Australia FTA impact report reveals financial blow for UK agriculture
An impact report produced by the Department for International Trade (DIT) on the UK-Australia Free Trade Agreement predicts that the British agriculture and semi-processed foods sectors will take a financial hit worth hundreds of millions of pounds.
The DIT assessment on the FTA, which was signed last week, stated that overall output in the UK is estimated to increase, with services industries – particularly wholesale and retail, public services and business services – expected to make the largest contributions, along with the manufacture of machinery and motor vehicles.
However, the report also stated that agriculture, forestry and fishing will see a reduction in gross added value (GVA) of 0.7% (£94 million) while semi-processed foods will take a 2.65% hit worth £225 million. Other processed foods are expected to see growth of 0.14% (£12 million).
‘Reallocation of resources’
According to the DIT, the FTA will generate an estimated increase in GDP of £2.3 billion.
The report claimed: ‘It is normal for trade agreements to lead to some degree of reallocation of resources across sectors. Some sectors expand to take advantage of new opportunities for higher returns resulting from lower barriers to trade and draw in resources from other sectors in the process.’
The document continued: ‘The scale of estimated changes in the modelling leaves the sectoral composition of the economy relatively unaffected, albeit with a marginal (0.01ppt) percentage point reduction in the share of output accounted for by the agriculture and semi-processed foods sectors. This reflects an increase in imports, raising competition in these sectors; and resources moving over time to sectors in which returns are likely to be higher.’
Referring to the reduction in GVA relative to the baseline and the decrease in these sectors’ share of the UK GVA over the long run as a result of the FTA, the report stated: ‘These results are driven by increased import competition in the beef and sheepmeat sub-sectors.’
It went on to say that the modelling did not take into account factors such as future growth in other markets that could be attractive to Australian exporters, the impact of safeguards in the FTA such as the staging of tariff reductions over several years, and the appeal of ‘Buy British’ campaigns in the UK.
“Sold farmers down the river”
The government has faced criticism over the FTA from meat industry bodies such as the National Farmers’ Union and the National Sheep Association, who have accused ministers of failing to protect British farmers’ interests.

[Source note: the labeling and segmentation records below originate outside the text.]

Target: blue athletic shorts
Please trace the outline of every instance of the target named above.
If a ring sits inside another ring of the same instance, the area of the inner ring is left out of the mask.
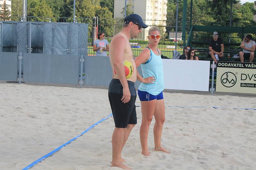
[[[161,100],[164,99],[163,92],[157,95],[153,95],[148,92],[138,90],[138,95],[140,101],[150,101],[155,99]]]

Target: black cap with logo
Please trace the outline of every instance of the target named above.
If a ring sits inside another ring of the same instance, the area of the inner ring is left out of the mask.
[[[124,18],[125,24],[129,23],[130,22],[137,23],[140,26],[142,26],[143,28],[148,27],[148,26],[143,22],[141,17],[136,14],[130,14]]]

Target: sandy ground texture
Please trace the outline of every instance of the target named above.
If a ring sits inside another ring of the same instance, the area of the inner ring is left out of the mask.
[[[6,84],[0,89],[1,169],[22,169],[111,113],[107,90]],[[233,108],[255,108],[255,98],[164,94],[162,144],[171,153],[153,151],[153,120],[151,155],[140,153],[139,107],[125,164],[139,170],[256,169],[256,110]],[[114,126],[111,117],[30,169],[120,169],[110,167]]]

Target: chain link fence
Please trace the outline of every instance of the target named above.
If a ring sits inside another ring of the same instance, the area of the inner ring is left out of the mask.
[[[27,21],[30,22],[72,22],[73,18],[63,17],[27,17]],[[10,20],[12,21],[20,21],[21,16],[12,16]],[[76,22],[88,24],[88,55],[95,55],[95,52],[93,50],[93,44],[96,33],[103,32],[105,35],[105,39],[109,43],[110,43],[112,38],[122,30],[124,26],[123,19],[98,18],[94,17],[92,18],[77,18],[74,21]],[[162,35],[161,39],[158,45],[158,48],[161,50],[162,54],[169,58],[173,57],[172,51],[175,49],[175,21],[168,20],[144,20],[144,22],[148,26],[148,28],[153,26],[157,26],[160,30]],[[188,21],[186,23],[186,37],[188,35],[190,30],[190,22]],[[194,21],[192,25],[201,25],[214,26],[218,25],[228,26],[229,23],[216,22],[204,22]],[[178,31],[177,37],[177,50],[181,54],[183,53],[183,41],[181,40],[182,34],[182,21],[179,21],[178,22]],[[138,37],[130,40],[131,45],[136,46],[132,48],[134,56],[138,56],[141,51],[147,45],[148,41],[147,36],[148,35],[148,29],[143,29],[142,31]],[[209,34],[209,33],[205,33],[205,35]],[[208,35],[207,36],[209,36]],[[209,38],[209,37],[208,37]],[[187,39],[187,38],[186,38]]]

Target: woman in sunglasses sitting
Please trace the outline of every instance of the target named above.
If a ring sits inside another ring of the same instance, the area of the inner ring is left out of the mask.
[[[96,51],[96,56],[107,56],[107,52],[109,50],[108,41],[105,40],[105,34],[99,33],[97,34],[98,39],[93,43],[93,51]]]
[[[188,53],[188,60],[199,60],[198,57],[195,55],[195,50],[191,48]]]
[[[164,70],[161,51],[157,45],[161,38],[160,31],[153,27],[148,30],[149,44],[135,60],[136,66],[140,65],[143,77],[137,72],[137,79],[141,82],[138,90],[141,104],[142,121],[140,131],[141,154],[150,155],[148,148],[148,137],[149,126],[155,117],[154,127],[155,149],[156,151],[170,152],[161,144],[161,136],[165,120],[164,90]]]

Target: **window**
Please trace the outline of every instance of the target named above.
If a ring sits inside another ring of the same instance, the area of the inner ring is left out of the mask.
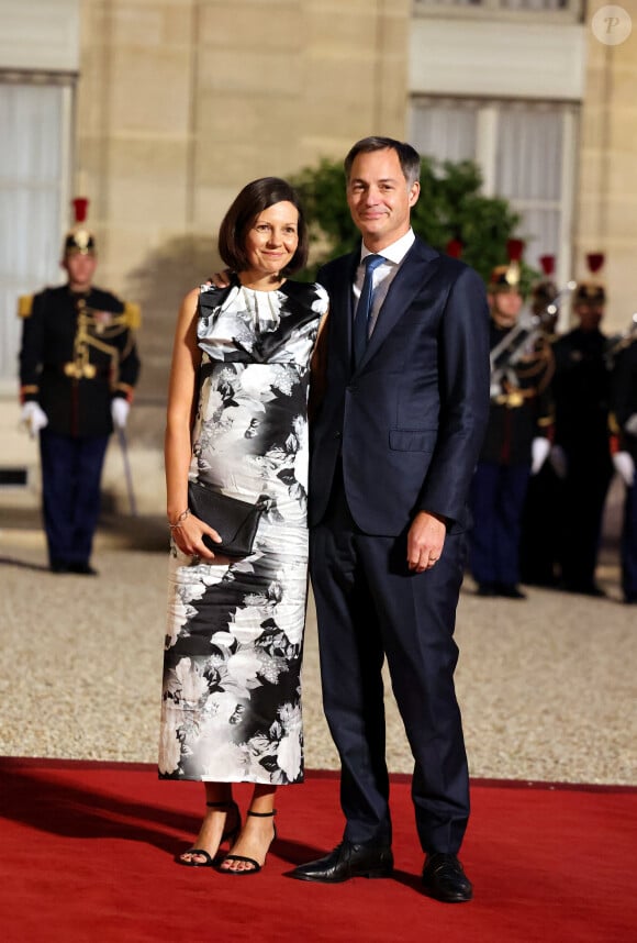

Lib Dem environment spokesperson Tim Farron said in response to the report: “This impact assessment proves what so many feared – buried in the small print is a £100 million hit to our farming and fishing sectors that will hit rural communities hardest.” He added: “Boris Johnson has sold farmers down the river to make a quick buck in a misguided trade deal with Australia. Now the reality of what’s on the table is clear, it’s vital that parliament is given a vote on the deal.”